A supermarket staff organises sugar on the shelves. FILE PHOTO | NMG

The wholesale cost of sugar for a 50-kilogramme bag has increased by 31.5 percent to Sh9,600 from Sh7,300 last month, signalling an increase in shelf prices for consumers who will continue to pay more for the commodity in the next few weeks.

A spot check by the Business Daily across supermarkets in Nairobi showed that a two-kilogramme packet of Ndhiwa and Mumias sugar brands is now retailing at Sh350 up from Sh290 last month.

Mara Sugar on the other hand is retailing at Sh360 up from Sh280 last month.

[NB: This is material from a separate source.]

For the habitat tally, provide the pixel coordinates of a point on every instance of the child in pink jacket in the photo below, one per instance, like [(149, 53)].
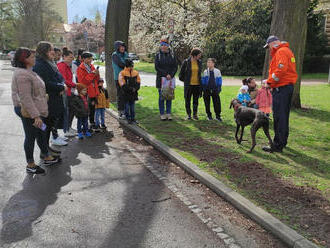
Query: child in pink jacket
[(264, 99)]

Read: Prices of sugar up by 18pc on shortage

Wholesalers say the increase in prices is attributed to a shortage in the market as sugar importers shy away from shipping in the sweetener in the last few weeks.

“They are afraid duty-free sugar being imported by the government will flood the market with cheap sugar and if they are holding expensive stocks it will be detrimental for them,” said Benedict Gikunda, chief executive at sugar distributor Alesha Brands Limited.

The wholesale price of the commodity had jumped from Sh6,800 in March to Sh7,100 in April for a 50-kg bag, representing an increase of 4.4 percent due to a shortage in the market after a disruption in factory production in western Kenya.

Production has been inhibited by diminishing cane supply on the farms.

The shortage of cane has seen millers grapple with the little available, pushing the price of a tonne of the commodity paid to farmers from Sh4,584 to Sh5,250.

The diminishing supply of cane to factories, which has cut down on production activities, saw the total sugar bagged between January and March decline by 26 percent to 49,761 tonnes.

Read: Kenya risks sugar crisis on shortage in global market

The scarcity of sugar in the market saw the government open the window for imports in December 2022, in a plan that was meant to see traders ship in 100,000 tonnes of sugar outside of the Common Market for Eastern and Southern Africa (Comesa) region to curb an imminent shortage in the country.

The government had also allowed Kenya National Trading Corporation (KNTC) to import 200,000 tonnes of sugar duty-free.

This implies that Kenya, would by the end of the year have imported at least 300,000 tonnes of sugar out of the Comesa regional bloc.

The country is allowed to bring in 350,000 tonnes from member states, but the country restricted the imports to 180,000 tonnes last year.

The first two vessels with more than 42,000 tonnes of sugar docked in February in a bid to ease the pain of the decline in production by local millers.